I like the interviewing approach. I do want to work as a team and be completely open and honest but it IS a relationship. I guess I am self diagnosing but I know what happens to me and if it is not other parts/selves I am experiencing then I have a much bigger problem then co conscious dissociative parts. I am not exaggerating or making up what I am experiencing.
I told myself that the first time around and refused to ponder it for over twenty years.
This time is different. The crazy part is all this came about because I was working so hard in therapy.
Keeping diaries of dreams, anger, bad thoughts, good thoughts. Practicing mindfulness as suggested. I educated myself with the reccomended reading about depression, anxiety and PTSD. I never missed a group and went to family night. I had no family going but I helped other family members understand from the perspective of one going through it and I understood their helpless frustration since my husband had been deeply depressed for 3 years before passing away. A favorite student amongst the staff. Yeppers that was me passing the program with flying colors. Told at least once a day by other patients or their family how I should be a therapist myself. HA!
I wasn't pulled in by it because I know how easily and quickly the white rabbit can appear and there I go down the old rabbit hole.

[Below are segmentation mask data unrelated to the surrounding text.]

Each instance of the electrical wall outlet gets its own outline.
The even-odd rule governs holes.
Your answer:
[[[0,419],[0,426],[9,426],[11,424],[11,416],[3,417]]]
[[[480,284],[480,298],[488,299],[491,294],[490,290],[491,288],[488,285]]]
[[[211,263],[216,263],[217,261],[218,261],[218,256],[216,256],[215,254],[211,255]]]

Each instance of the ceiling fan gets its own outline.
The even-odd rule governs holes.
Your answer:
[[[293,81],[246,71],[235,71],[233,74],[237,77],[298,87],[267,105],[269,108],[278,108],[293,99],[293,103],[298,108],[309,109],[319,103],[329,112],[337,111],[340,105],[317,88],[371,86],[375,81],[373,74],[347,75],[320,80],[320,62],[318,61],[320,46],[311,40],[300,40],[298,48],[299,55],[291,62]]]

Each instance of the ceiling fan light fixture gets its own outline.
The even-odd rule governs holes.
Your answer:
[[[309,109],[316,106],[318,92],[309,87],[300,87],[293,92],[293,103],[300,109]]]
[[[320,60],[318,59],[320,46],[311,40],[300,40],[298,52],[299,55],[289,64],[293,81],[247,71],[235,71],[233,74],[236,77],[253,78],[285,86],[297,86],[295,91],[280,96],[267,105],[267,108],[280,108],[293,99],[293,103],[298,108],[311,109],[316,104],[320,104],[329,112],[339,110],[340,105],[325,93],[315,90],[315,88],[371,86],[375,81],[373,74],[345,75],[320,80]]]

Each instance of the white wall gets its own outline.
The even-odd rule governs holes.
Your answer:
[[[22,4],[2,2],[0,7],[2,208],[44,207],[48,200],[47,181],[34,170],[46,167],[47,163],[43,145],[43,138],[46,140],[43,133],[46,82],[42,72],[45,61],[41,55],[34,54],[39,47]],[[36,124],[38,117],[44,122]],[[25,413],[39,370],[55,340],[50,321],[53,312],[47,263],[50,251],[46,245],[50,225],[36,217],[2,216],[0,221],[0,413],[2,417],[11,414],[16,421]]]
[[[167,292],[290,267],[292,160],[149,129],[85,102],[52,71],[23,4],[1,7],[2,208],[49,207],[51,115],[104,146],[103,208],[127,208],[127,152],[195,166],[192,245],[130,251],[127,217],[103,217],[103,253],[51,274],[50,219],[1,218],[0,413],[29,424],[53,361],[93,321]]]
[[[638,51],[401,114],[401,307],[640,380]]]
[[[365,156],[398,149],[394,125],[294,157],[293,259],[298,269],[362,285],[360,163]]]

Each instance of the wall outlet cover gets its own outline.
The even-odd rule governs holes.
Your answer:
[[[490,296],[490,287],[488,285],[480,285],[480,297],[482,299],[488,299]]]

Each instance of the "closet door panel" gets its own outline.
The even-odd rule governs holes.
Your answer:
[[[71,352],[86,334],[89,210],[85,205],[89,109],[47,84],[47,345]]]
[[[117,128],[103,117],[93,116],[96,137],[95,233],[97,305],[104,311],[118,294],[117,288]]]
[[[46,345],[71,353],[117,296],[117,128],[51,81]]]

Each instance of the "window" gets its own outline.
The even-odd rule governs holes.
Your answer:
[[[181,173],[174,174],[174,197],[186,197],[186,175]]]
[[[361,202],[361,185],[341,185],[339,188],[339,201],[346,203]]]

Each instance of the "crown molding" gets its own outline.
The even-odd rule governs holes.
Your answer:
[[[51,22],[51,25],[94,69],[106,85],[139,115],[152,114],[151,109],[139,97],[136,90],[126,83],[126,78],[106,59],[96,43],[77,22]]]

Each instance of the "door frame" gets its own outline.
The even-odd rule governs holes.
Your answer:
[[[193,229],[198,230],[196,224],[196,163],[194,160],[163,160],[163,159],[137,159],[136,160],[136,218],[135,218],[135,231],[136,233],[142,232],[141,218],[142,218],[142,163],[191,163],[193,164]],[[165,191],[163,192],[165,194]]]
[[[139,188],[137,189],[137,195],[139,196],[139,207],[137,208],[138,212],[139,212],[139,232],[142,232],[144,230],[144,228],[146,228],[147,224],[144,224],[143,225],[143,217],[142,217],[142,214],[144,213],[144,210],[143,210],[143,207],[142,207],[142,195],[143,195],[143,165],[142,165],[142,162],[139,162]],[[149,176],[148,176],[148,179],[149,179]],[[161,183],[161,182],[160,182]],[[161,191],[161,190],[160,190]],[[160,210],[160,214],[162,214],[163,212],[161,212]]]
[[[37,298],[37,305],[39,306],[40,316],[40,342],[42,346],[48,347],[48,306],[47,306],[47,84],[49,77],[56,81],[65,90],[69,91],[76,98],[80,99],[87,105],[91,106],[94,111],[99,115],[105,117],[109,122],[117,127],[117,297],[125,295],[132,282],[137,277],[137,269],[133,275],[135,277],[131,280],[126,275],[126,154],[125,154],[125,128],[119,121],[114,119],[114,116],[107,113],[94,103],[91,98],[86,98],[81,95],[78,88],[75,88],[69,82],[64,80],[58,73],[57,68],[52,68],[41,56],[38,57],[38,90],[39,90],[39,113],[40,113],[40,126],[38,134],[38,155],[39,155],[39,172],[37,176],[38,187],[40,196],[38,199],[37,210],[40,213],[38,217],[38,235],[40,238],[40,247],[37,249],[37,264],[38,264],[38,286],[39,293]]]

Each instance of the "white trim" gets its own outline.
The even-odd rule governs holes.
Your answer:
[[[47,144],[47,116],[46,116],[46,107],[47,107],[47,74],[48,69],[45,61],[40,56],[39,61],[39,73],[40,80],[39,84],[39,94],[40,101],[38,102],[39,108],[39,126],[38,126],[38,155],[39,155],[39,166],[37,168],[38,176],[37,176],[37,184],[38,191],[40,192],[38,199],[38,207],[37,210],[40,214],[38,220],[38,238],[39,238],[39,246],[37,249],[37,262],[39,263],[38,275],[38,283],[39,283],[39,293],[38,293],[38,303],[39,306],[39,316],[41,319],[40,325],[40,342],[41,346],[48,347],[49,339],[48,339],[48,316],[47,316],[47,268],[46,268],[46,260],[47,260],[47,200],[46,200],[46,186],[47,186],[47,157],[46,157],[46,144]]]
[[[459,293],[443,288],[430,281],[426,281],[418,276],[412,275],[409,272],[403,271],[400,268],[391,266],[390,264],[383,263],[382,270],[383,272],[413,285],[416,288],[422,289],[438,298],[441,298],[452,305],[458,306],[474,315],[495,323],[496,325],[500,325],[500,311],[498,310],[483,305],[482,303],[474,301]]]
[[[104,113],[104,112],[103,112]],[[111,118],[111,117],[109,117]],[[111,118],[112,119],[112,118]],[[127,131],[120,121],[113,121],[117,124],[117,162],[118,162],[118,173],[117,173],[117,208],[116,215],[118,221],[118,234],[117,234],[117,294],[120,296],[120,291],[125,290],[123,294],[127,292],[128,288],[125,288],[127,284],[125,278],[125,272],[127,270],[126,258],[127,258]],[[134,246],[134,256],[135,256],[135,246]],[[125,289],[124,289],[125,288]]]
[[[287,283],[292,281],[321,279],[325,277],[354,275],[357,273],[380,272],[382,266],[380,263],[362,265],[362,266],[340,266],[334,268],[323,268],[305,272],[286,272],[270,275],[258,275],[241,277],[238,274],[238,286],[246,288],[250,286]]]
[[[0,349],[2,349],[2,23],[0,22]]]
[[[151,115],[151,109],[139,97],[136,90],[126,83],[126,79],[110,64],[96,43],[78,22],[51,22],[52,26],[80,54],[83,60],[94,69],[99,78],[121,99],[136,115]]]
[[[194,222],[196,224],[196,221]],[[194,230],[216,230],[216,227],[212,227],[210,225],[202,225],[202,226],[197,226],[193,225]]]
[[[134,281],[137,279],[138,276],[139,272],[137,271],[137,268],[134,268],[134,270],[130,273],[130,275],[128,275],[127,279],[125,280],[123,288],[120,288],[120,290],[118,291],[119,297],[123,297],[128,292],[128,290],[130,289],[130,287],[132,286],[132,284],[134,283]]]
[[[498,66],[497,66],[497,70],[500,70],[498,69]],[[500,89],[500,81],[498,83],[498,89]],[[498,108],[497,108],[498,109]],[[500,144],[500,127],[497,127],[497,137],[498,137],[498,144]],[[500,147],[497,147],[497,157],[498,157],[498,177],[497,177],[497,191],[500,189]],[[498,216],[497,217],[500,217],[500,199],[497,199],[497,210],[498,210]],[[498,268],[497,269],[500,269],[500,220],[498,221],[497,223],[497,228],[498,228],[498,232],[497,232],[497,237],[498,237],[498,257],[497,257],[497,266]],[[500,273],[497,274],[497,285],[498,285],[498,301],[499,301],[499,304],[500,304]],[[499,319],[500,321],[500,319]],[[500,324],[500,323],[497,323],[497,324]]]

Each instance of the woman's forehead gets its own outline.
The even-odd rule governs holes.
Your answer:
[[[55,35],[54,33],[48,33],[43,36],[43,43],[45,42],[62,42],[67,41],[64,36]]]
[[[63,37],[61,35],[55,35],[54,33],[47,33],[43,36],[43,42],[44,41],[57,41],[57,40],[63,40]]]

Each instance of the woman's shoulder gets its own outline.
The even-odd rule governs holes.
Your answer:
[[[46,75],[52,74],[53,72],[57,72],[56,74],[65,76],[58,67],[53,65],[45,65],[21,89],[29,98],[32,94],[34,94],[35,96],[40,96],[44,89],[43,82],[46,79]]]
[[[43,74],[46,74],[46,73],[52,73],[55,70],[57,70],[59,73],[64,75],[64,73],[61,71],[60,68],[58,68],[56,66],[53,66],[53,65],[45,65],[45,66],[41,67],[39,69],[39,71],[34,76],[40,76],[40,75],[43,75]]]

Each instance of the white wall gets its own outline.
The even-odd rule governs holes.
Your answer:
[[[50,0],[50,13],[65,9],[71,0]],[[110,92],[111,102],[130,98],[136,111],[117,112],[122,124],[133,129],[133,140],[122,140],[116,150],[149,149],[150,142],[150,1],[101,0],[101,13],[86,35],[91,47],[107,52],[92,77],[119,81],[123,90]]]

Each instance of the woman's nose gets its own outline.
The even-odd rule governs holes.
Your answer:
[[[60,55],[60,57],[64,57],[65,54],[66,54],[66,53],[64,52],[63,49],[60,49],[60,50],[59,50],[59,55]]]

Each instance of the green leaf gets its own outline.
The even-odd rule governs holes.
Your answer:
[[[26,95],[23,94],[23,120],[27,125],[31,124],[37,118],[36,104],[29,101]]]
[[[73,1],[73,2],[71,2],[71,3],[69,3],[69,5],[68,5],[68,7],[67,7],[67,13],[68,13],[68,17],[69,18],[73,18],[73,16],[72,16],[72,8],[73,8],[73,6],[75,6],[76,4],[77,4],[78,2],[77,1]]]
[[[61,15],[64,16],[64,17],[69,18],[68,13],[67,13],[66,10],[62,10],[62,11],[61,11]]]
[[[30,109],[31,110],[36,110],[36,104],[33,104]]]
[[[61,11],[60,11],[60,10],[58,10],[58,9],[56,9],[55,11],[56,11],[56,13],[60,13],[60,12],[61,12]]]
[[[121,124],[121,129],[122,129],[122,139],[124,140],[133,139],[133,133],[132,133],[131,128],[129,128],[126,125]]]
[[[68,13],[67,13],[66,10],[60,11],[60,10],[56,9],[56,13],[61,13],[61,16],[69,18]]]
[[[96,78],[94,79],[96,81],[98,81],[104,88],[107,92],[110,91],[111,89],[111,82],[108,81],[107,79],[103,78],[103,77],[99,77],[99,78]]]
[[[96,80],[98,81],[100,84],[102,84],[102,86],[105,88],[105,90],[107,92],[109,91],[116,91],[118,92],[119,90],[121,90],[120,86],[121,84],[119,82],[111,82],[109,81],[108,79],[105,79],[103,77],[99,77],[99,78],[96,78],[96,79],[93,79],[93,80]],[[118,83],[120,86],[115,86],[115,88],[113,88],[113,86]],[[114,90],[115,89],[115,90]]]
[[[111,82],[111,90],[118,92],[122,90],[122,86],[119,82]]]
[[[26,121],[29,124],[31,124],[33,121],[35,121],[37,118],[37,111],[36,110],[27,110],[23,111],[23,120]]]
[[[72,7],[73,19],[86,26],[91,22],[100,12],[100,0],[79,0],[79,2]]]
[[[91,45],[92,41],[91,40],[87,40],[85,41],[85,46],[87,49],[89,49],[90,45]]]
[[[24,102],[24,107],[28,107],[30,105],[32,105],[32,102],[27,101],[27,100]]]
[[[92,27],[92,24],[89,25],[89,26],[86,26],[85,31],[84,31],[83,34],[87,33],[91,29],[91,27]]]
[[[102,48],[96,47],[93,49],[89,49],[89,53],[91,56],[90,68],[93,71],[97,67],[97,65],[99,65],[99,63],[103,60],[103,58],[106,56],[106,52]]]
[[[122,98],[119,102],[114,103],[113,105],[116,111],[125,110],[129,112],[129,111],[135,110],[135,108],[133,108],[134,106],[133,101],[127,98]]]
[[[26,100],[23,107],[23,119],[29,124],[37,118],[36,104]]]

When the activity started I didn't deny it to myself, I told myself it was okay now. I could and would keep us safe. I told my therapist, wrote what I could while it was happening actually. Since I was so close to "graduation" meaning your insurance stopped covering or in my case my leave was running out, this new turn was not seen as a breakthrough and I was discouraged from mentioning it in group. No biggie, I would work on it with my new therapist who I would be seeing once a week. Especially since activity was increasing since I accepted the conversations. Talked or wrote back and bits of information was being slowly released to me.
T wanted to "meet" someone. That scared me. One I just started with her and I never even thought about having anyone speak. Though since then I have had 2 of them speak out loud but only to introduce themselves to me.
In ways they have and do talk all the time but not in an official way, like hello, I'm Alice or Peggy or Daisy or the Poet, though I knew he wouldn't.
What if that was opening another Pandora's Box? What would that lead to? Who else might speak that I haven't met yet? What if it got a ball rolling I couldn't control like everyone wanting to be called by their rightful name while I was at work?
I am in unknown territory and she only wanted a showing for confirmation because she never saw it before and according to her it is so rare.... The rest was left unsaid but I know she meant she did not believe me. NEXT!
New T agrees hitting myself in the head hard enough to give myself a whooping headache is not good and advises keeping a big bowl or pot of ice water ready so I can dunk my head when it happens. I will not traumatize the child part being hit with the fear of being drown. NEXT!
New facility, new T. They are sending me a questionnaire and other paperwork to fill out before going.
If this in not really happening and I am somehow imagining it or unconsciously (cause it sure as hell isn't on purpose) doing this to myself and there are no other parts... What the f*ck does that mean?
What kind of craziness is that?
I can't help but be reminded of when I first told about my father sexually abusing me. I was making it up and nothing but a liar, anyone who knew my father would know it was impossible. He would never do such a thing and on and on.
I tried to convince myself, perhaps I did imagine it. That would make it all so much easier. Not only for everyone else but for me too. I could take responsibility and fix my distorted crazy thinking and he could be daddy again. I could fix myself, apologize to everyone for my insanity and move forward. Living with the shame that I made it up for whatever crazy reason would be much easier to live with than the truth that it actually happened.
So here I am again and I must stand in my truth. That is the lesson and I must learn it.